SpatialDE.test

SpatialDE.test(adata, layer=None, omnibus=False, spatial_key='spatial', kernel_space=None, sizefactors=None, stack_kernels=None, use_cache=True)

Test for spatially variable genes.

Perform a score test to detect spatially variable genes in a spatial transcriptomics dataset. Multiple kernels can be tested to detect genes with different spatial patterns and lengthscales. The test uses a count-based likelihood and thus operates on raw count data. Two ways of handling multiple kernels are implemented: omnibus and Cauchy combination. The Cauchy combination tests each kernel separately and combines the p-values afterwards, while the omnibus test tests all kernels simultaneously. With multiple kernels the omnibus test is faster, but may have slightly less statistical power than the Cauchy combination.

Parameters:
  • adata (AnnData) – The annotated data matrix.

  • layer (Optional[str]) – Name of the AnnData object layer to use. By default adata.X is used.

  • omnibus (bool) – Whether to do an omnibus test.

  • spatial_key (str) – Key in adata.obsm where the spatial coordinates are stored.
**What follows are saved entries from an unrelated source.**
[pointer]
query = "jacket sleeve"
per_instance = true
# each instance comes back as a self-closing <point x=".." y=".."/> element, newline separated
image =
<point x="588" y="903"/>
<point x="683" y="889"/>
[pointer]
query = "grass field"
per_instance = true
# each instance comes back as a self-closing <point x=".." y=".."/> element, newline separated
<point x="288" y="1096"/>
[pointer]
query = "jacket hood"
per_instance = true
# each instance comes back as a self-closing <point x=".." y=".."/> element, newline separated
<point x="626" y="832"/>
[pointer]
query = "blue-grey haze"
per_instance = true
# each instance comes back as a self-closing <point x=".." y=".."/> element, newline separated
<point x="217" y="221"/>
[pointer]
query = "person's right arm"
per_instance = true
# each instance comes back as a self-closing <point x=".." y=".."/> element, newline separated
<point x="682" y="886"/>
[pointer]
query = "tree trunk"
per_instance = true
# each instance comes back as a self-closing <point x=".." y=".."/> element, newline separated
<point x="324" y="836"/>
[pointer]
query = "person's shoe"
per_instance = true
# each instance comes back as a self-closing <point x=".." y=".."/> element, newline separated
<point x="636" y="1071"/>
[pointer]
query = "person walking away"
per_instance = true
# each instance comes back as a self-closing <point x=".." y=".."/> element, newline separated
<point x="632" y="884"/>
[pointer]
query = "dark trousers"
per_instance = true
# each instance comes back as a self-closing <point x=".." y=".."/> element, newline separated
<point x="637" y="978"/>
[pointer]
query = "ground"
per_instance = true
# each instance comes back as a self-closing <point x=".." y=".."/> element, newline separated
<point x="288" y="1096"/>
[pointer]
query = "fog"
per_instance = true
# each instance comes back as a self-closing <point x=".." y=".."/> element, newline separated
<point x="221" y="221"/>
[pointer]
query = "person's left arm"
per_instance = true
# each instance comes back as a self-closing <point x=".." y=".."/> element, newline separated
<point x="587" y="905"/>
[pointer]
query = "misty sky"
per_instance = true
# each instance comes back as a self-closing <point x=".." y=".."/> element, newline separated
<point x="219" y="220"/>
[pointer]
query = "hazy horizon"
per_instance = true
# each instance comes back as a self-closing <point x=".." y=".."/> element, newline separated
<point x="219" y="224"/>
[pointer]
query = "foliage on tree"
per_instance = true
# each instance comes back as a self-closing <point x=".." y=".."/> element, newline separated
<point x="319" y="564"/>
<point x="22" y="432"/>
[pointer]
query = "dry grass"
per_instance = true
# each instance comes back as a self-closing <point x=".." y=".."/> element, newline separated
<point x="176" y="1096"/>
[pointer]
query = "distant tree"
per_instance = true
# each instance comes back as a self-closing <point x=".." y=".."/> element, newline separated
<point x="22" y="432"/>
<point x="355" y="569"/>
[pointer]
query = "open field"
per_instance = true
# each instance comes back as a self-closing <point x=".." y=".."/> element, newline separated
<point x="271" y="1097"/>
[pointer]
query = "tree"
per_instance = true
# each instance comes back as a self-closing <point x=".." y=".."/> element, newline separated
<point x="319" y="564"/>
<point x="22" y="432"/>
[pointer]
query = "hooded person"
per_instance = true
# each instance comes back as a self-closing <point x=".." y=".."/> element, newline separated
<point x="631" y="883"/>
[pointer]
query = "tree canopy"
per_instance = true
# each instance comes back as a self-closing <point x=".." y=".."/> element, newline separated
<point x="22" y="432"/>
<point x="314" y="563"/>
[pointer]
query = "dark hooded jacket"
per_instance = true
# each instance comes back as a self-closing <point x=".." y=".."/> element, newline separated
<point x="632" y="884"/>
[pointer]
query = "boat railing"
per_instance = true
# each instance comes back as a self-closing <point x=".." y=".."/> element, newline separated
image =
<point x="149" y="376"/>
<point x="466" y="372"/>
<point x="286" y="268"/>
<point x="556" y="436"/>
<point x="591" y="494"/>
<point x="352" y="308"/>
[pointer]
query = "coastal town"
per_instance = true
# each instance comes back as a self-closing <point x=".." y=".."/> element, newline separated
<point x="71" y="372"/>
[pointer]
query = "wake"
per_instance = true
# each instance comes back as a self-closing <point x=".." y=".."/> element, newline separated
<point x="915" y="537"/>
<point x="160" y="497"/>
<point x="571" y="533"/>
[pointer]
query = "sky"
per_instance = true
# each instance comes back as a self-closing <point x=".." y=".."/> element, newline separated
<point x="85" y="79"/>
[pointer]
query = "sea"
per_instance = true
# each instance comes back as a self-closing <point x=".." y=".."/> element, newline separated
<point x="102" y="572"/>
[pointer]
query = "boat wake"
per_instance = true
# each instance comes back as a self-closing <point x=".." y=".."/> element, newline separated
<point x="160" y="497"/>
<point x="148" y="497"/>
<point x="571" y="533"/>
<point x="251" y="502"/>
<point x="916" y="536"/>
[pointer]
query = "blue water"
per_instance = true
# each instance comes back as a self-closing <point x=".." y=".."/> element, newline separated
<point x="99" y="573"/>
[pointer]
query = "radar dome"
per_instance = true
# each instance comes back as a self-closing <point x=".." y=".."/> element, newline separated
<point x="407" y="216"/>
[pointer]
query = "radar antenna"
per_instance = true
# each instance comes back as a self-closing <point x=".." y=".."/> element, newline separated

  • kernel_space (Optional[Dict[str, Union[float, List[float]]]]) –

    Kernels to test against. Dictionary with the name of the kernel function as key and list of lengthscales (if applicable) as values. Currently, three kernel functions are known:

    • SE, the squared exponential kernel \(k(\boldsymbol{x}^{(1)}, \boldsymbol{x}^{(2)}; l) = \exp\left(-\frac{\lVert \boldsymbol{x}^{(1)} - \boldsymbol{x}^{(2)} \rVert}{l^2}\right)\)

    • PER, the periodic kernel \(k(\boldsymbol{x}^{(1)}, \boldsymbol{x}^{(2)}; l) = \cos\left(2 \pi \frac{\sum_i (x^{(1)}_i - x^{(2)}_i)}{l}\right)\)

    • linear, the linear kernel \(k(\boldsymbol{x}^{(1)}, \boldsymbol{x}^{(2)}) = (\boldsymbol{x}^{(1)})^\top \boldsymbol{x}^{(2)}\)

    By default, 5 squared exponential and 5 periodic kernels with lengthscales spanning the range of the data will be used.

  • sizefactors (Optional[ndarray]) – Scaling factors for the observations. Default to total read counts.

  • stack_kernels (Optional[bool]) – When using the Cauchy combination, all tests can be performed in one operation by stacking the kernel matrices. This leads to increased memory consumption, but will drastically improve runtime on GPUs for smaller data sets. Defaults to True for datasets with less than 2000 observations and False otherwise.

  • use_cache (bool) – Whether to use a pre-computed distance matrix for all kernels instead of computing the distance matrix anew for each kernel. Increases memory consumption, but is somewhat faster.

Return type:

Tuple[DataFrame, Optional[DataFrame]]

Returns:

If omnibus==True, a tuple with a Pandas DataFrame as the first element and None as the second. The DataFrame contains the results of the test for each gene, in particular p-values and BH-adjusted p-values. Otherwise, a tuple of two DataFrames. The first contains the combined results, while the second contains results from individual tests.